THE LOWDOWN: Three small-town romances center around a dying young girl and a family in mourning.
1) The central performance of young actress Kristen Stewart, of “Twilight” fame and soon-to-be-ballyhooed next week in the film “Adventureland,” one of the few sexual coming-of-age films that’s actually as sensitive, funny and veracious as it wants to be.
2) The appallingly rare chance to see a man who has been one of the best film actors we have for 45 years: Bruce Dern.
3) It’s the film-directing debut of fine actress Mary Stuart Masterson (“Fried Green Tomatoes,” “At Close Range” and TV’s short-lived but nicely pungent “Kate Brasher” from eight years ago).
It’s the first two, frankly, that are most memorable. Stewart is a superb young actress (she’ll be 19 next month), and this is probably the most impressive thing she has yet done on film. She plays a young woman suffering from Friederich’s Ataxia, which makes movement difficult and makes her sound drunk when she talks. She’s as philosophical as she can be about it — “it’s as bad as it’s gonna get, until my heart gives out.”
Which could be any time.
And which is why she wants to have sex with her tutor, a clumsy but ardent young man whom everyone calls Beagle.
As impressive as Stewart is in this film, I must confess what a huge pleasure it is to see Bruce Dern again. He is absolutely one of the great living film character actors — and if you have forgotten that, this movie will remind you.
He plays Beagle’s father, whom everyone calls “Easy” for reasons made clear by his wonderfully subtle low-key performance through most of this. Look, in fact, at what Dern does at the same time you look at what Elizabeth Ashley does as his longtime lover. Never has such underplaying as Dern’s looked more artful than when you compare it to Ashley’s excess.
The film is, otherwise, the sort of low-budget indie film that is wonderful in theory but, at times, more than a little painful to watch. There are, after all, limits to how much breakfast debate over the virtues of shredded wheat vs. bran flakes people are willing to put up with.
The music by Duncan Sheik is decidedly sparse, which leaves long stretches of film where the only music is what can be gleaned from “environmental sound” (radios, etc.).
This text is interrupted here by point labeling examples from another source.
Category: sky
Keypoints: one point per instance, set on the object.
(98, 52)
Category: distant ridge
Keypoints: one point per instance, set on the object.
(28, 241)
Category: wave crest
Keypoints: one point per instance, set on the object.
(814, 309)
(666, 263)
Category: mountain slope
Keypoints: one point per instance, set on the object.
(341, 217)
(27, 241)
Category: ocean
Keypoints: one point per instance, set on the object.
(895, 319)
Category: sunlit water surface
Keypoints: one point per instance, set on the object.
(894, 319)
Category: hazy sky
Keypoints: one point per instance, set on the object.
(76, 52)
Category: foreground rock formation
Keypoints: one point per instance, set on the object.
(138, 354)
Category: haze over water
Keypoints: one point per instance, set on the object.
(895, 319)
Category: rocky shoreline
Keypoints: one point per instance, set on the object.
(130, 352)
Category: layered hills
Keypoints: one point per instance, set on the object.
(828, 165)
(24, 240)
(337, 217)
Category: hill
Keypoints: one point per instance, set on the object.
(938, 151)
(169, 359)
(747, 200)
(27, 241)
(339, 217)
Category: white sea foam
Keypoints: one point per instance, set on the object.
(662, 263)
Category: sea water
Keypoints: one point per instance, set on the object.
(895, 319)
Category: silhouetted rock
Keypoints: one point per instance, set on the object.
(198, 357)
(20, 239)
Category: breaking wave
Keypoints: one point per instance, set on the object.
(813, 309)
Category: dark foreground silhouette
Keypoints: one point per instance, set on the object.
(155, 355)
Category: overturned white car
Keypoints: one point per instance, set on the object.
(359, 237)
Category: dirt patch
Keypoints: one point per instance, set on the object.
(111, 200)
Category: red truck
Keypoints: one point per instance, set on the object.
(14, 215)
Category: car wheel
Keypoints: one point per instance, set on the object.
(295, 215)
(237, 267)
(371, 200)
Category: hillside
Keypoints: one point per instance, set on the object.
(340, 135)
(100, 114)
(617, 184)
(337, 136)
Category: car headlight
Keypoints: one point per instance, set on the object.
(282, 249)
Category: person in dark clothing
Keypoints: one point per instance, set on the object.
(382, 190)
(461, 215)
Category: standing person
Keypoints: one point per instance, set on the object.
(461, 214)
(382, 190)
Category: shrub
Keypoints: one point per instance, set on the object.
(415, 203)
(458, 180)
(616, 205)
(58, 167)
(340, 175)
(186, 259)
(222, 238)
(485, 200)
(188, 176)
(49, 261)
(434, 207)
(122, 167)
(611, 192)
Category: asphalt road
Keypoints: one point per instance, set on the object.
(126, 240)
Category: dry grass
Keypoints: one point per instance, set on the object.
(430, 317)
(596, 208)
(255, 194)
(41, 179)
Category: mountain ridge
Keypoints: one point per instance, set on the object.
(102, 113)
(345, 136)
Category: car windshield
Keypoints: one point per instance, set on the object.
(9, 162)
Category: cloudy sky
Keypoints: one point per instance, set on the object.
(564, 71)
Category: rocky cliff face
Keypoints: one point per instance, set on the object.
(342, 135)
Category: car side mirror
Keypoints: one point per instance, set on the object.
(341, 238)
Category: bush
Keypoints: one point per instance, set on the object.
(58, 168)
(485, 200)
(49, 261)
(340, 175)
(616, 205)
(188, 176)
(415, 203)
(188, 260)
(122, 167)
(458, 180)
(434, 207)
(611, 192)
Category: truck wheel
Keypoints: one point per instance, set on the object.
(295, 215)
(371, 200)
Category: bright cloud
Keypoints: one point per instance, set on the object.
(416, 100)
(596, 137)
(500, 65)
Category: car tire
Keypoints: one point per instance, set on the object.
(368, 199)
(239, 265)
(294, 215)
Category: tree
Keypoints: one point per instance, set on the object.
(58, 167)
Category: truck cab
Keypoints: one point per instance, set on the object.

As it was in the current “Wendy and Lucy,” it’s a kind of “cinema verite,” which always makes some scenes feel longer.
The script is by Jayce Bartok, who plays Beagle’s older brother, who comes home after his music career falls apart. When he returns home and goes, at first, to embrace the father (Dern) he hasn’t seen in a long time, his father pushes him away and says, ever-so-quietly, “it’s been a long time.”
That is a great American film actor — now all but disappeared from our movies — and a promising director working beautifully in tandem in that director’s first film.
The film is, otherwise, the sort that presumes that because it’s independent and is so beautifully cast (and so respectful of its cast), that you’ll be rapt at every moment.